Imágenes inéditas de la represión de hace 40 años les ganan en rating a las teleseries. El país se sumerge, una vez más, a sorprenderse y a reconocerse en sucesos en que chilenos que llevaban vidas corrientes perdieron la razón y el juicio. El interés periodístico arrastra a todos los medios, y por allí esta historia o la otra enciende nuevamente la pradera.
Por ahora, la más enfocada es la de Cheyre, que tiene peculiaridades inéditas en este largo e incremental proceso de condena pública a las violaciones a los derechos humanos, pues el juicio moral acerca de sus actos de hace 40 años resulta complejo, y nos lleva a disquisiciones finas acerca de la exigibilidad de otra conducta en ellos, incluyendo el ingrediente del respeto que debemos a la conciencia de cada uno ante problemas morales debatibles. También resulta inédito que el cuestionado sea esta vez alguien que ha hecho pedir perdón al Ejército y que se ha atrevido a conversar sobre lo ocurrido, cara a cara, y en televisión directa.
No es primera vez que el país se zambulle en el lado oscuro del pasado: Lo hizo frente a los hornos de Lonquén; cuando quemaron a Rodrigo Rojas De Negri y a Carmen Gloria Quintana; cuando circulaba clandestinamente "Los Zarpazos del Puma", el libro de Patricia Verdugo; ante la muerte de Jarlan; con la lectura del informe Rettig; con el encarcelamiento de Contreras o con la detención de Pinochet en Londres. Estos y otro puñado de hechos, cada uno con sus bemoles e intensidad, han tenido la virtud de sumir al país en momentos de profunda y descarnada conciencia.
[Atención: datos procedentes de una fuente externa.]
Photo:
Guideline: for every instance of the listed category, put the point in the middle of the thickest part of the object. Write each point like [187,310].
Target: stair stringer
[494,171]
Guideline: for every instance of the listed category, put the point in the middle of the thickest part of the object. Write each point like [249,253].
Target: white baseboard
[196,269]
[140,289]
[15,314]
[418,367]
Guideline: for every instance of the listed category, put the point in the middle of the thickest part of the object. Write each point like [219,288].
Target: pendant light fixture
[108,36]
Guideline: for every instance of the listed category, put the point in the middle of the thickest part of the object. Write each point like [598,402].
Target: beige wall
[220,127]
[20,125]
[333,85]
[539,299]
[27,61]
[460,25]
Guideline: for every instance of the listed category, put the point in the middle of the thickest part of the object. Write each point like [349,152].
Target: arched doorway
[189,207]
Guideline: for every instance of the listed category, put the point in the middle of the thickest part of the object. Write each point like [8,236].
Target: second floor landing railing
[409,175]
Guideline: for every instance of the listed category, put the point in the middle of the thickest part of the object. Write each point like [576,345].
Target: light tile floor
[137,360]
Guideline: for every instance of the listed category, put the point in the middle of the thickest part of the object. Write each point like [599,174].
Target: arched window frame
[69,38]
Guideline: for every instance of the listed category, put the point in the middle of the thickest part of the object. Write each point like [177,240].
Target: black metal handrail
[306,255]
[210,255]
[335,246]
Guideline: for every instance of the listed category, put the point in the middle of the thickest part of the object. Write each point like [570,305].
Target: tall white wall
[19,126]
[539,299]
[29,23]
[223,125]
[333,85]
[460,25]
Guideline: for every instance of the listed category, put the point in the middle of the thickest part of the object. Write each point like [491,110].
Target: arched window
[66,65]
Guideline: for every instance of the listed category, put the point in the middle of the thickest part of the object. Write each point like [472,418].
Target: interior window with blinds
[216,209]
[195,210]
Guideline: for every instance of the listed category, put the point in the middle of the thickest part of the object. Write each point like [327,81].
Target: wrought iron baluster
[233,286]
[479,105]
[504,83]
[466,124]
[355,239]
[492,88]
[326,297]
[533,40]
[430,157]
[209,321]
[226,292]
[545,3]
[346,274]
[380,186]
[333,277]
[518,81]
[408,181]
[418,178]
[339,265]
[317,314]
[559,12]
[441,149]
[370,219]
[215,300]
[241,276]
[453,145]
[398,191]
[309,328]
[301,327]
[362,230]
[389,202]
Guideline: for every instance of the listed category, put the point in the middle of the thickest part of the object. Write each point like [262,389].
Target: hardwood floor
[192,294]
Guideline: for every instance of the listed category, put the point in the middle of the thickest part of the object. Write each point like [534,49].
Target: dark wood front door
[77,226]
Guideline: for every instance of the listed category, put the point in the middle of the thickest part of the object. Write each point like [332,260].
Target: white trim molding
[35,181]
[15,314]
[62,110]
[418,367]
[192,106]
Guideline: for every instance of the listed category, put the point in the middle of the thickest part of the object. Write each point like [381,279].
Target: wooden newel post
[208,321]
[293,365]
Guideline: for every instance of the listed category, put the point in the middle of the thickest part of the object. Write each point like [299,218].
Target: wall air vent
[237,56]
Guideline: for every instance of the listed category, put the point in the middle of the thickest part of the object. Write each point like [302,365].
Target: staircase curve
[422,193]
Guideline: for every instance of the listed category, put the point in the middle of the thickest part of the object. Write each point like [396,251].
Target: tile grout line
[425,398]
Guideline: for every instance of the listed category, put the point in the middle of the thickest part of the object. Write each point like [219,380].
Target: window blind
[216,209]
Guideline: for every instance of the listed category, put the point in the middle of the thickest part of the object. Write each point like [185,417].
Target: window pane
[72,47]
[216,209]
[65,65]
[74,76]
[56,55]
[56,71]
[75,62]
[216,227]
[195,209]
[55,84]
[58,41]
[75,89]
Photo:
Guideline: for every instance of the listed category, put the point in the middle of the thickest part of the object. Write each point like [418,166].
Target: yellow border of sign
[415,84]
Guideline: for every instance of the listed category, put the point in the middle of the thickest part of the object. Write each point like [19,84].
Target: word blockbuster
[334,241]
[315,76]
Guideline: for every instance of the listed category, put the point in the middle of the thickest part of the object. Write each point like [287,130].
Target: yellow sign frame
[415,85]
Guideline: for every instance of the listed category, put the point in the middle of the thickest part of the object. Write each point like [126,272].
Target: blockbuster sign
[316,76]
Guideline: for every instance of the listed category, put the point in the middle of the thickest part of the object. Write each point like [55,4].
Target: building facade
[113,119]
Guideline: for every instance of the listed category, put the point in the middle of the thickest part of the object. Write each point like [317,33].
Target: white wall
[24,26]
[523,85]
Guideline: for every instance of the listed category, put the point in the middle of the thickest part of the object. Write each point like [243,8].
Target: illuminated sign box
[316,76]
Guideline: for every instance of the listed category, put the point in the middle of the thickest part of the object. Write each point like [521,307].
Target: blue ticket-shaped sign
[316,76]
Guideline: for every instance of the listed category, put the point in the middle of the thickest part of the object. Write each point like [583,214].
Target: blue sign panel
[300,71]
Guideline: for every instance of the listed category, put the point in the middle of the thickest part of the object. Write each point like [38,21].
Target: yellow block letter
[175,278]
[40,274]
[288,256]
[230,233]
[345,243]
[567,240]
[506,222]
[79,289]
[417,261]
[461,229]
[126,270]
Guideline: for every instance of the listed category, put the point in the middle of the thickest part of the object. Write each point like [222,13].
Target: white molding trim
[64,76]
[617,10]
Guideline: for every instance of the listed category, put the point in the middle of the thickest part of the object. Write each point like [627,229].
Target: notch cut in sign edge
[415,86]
Cada una de estas oleadas ha tenido su impacto en las cuotas de verdad y de justicia alcanzadas. La frase de Aylwin de "toda la verdad y la justicia en la medida de lo posible", criticada e ironizada por algunos, se yergue ahora como una sabia estrategia, que ha permitido que cada vez, más verdad y más justicia sean posibles, en razón del impacto que algunas de esas verdades han tenido en la opinión pública. El proceso así, incremental, se ha dado con una intensidad y a una velocidad que el país ha podido absorber, sin rechazarlo nunca como excesivo o ilegítimo. No es la experiencia de otros países.
Cada una de esas oleadas puede también vincularse causalmente con procesos de cambios institucionales y culturales que han terminado por convertir a la democracia a instituciones que estaban intensamente capturadas por la lógica de los enemigos y de la violencia.
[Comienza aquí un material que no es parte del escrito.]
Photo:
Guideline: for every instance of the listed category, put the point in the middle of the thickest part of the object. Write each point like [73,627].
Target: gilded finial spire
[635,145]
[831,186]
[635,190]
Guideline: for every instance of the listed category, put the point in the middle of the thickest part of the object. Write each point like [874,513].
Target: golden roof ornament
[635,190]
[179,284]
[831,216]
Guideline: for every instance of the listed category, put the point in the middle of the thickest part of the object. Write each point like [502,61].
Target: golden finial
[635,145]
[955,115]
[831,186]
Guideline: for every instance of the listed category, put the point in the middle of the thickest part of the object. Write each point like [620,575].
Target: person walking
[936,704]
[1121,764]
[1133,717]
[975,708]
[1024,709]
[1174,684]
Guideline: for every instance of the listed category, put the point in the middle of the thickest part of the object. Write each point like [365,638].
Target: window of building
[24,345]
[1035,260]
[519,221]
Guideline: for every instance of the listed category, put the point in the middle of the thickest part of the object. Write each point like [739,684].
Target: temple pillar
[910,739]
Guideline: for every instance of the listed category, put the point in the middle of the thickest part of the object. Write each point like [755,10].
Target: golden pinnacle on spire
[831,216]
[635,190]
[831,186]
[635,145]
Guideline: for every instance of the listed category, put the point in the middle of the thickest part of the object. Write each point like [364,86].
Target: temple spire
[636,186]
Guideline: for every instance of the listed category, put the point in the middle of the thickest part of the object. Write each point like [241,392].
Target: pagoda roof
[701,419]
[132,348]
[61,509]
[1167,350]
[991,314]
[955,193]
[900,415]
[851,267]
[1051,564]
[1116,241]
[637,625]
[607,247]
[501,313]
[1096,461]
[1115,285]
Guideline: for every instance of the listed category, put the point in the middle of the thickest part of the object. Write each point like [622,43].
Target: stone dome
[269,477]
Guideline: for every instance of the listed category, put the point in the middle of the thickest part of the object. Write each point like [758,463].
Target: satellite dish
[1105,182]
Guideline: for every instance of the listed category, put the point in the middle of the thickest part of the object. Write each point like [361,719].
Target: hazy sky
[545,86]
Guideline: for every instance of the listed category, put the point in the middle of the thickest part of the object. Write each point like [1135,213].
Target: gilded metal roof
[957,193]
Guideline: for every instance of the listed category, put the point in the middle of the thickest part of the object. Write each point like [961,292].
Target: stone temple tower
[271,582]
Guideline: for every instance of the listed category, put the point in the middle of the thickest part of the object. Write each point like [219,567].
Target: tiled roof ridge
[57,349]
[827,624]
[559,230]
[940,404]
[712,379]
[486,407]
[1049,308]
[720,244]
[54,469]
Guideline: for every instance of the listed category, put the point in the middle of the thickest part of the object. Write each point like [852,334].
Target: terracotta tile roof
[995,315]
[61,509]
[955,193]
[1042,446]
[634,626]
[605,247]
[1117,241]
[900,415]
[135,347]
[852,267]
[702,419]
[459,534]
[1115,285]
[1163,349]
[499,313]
Este, creo yo, es el triunfo principal de la causa de derechos humanos. No se trata de la derrota del proyecto de Pinochet, aunque sí de observar la soledad en que se halla hoy su figura, aun cuando ella sea, a la vez, la del político más eficaz en transformar la economía y el orden social en el siglo XX. Y si nadie quiere asociarse a su figura, no es porque todos repudien o renieguen de los cambios que Pinochet lideró, sino porque se impuso la moraleja de que la fama y la gloria no acompañan los logros políticos alcanzados a punta de violencia.
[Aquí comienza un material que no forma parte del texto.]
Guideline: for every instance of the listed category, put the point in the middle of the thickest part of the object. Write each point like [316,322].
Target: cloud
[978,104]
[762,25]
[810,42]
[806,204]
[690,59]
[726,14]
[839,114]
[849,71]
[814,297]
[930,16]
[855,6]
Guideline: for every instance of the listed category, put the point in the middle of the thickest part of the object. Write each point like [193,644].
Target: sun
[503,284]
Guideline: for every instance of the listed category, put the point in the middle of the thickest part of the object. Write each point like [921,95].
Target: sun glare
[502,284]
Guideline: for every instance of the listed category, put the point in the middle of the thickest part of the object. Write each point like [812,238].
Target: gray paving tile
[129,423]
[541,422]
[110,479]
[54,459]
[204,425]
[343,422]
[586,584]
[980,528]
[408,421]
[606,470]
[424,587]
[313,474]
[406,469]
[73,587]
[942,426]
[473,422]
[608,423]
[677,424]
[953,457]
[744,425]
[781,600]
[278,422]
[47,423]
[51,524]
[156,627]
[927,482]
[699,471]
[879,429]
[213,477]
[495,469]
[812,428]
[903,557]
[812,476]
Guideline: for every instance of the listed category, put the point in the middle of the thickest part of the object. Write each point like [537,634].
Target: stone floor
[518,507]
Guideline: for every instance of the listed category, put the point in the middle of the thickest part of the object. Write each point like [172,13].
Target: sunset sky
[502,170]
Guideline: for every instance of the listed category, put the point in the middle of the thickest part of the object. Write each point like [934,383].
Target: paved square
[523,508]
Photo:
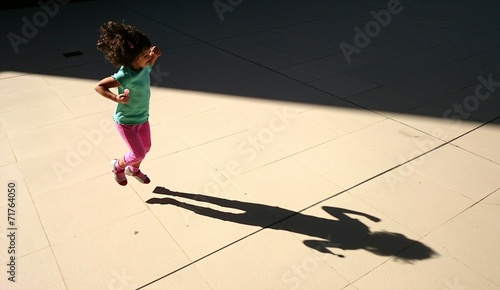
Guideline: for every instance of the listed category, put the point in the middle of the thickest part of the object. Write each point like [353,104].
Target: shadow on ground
[341,232]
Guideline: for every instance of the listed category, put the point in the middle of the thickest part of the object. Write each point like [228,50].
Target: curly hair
[121,43]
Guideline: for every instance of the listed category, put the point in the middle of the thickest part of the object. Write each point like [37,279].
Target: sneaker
[141,177]
[120,177]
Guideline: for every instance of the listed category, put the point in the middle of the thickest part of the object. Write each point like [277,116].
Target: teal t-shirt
[136,111]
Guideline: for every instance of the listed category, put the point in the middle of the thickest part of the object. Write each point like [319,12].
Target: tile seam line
[280,221]
[276,71]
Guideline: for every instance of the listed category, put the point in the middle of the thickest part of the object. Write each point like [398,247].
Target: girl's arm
[155,53]
[103,87]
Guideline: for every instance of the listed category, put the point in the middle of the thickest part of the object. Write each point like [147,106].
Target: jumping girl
[131,51]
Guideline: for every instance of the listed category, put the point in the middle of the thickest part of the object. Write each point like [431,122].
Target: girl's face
[142,60]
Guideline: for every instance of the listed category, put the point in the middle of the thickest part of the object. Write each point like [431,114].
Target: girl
[130,50]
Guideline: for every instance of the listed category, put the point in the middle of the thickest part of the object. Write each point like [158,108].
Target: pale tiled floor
[276,163]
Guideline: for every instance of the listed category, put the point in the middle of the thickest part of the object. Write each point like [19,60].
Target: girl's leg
[130,134]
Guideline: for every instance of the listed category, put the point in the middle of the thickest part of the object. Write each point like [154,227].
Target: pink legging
[138,139]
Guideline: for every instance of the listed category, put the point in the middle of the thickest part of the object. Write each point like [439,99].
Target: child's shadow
[344,233]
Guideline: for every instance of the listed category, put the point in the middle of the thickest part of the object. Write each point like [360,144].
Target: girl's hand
[122,98]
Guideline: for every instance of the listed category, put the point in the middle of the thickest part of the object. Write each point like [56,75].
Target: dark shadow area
[429,53]
[340,232]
Es la lección que queda acerca del costo de violar los derechos humanos y el antídoto más eficaz para que nadie quiera intentar nuevamente alcanzar su utopía por cualquier medio o a cualquier costo.
Las oleadas de pasado que nos invaden, aunque persistentes, son fugaces. Siempre tiene un límite la capacidad colectiva de compadecerse del dolor. Pero esta nueva mirada al lado oscuro de nuestro espejo, como las anteriores, también dejará su impronta.
Ahora que el país habla de refundarse, de poner en cuestión y en tensión las formas de nuestra convivencia, sea bienvenida esta nueva e intensa oleada de pasado y el repudio que ella trae a los momentos en que algunos chilenos, en nombre de una patria nueva, perdieron su dignidad atentando contra la de otros. Estos momentos, más que cualquier clase de historia o de educación cívica, van reforzando el valor que tienen las formas para lograr el respeto y la consideración de cada uno en la forja de la obra colectiva.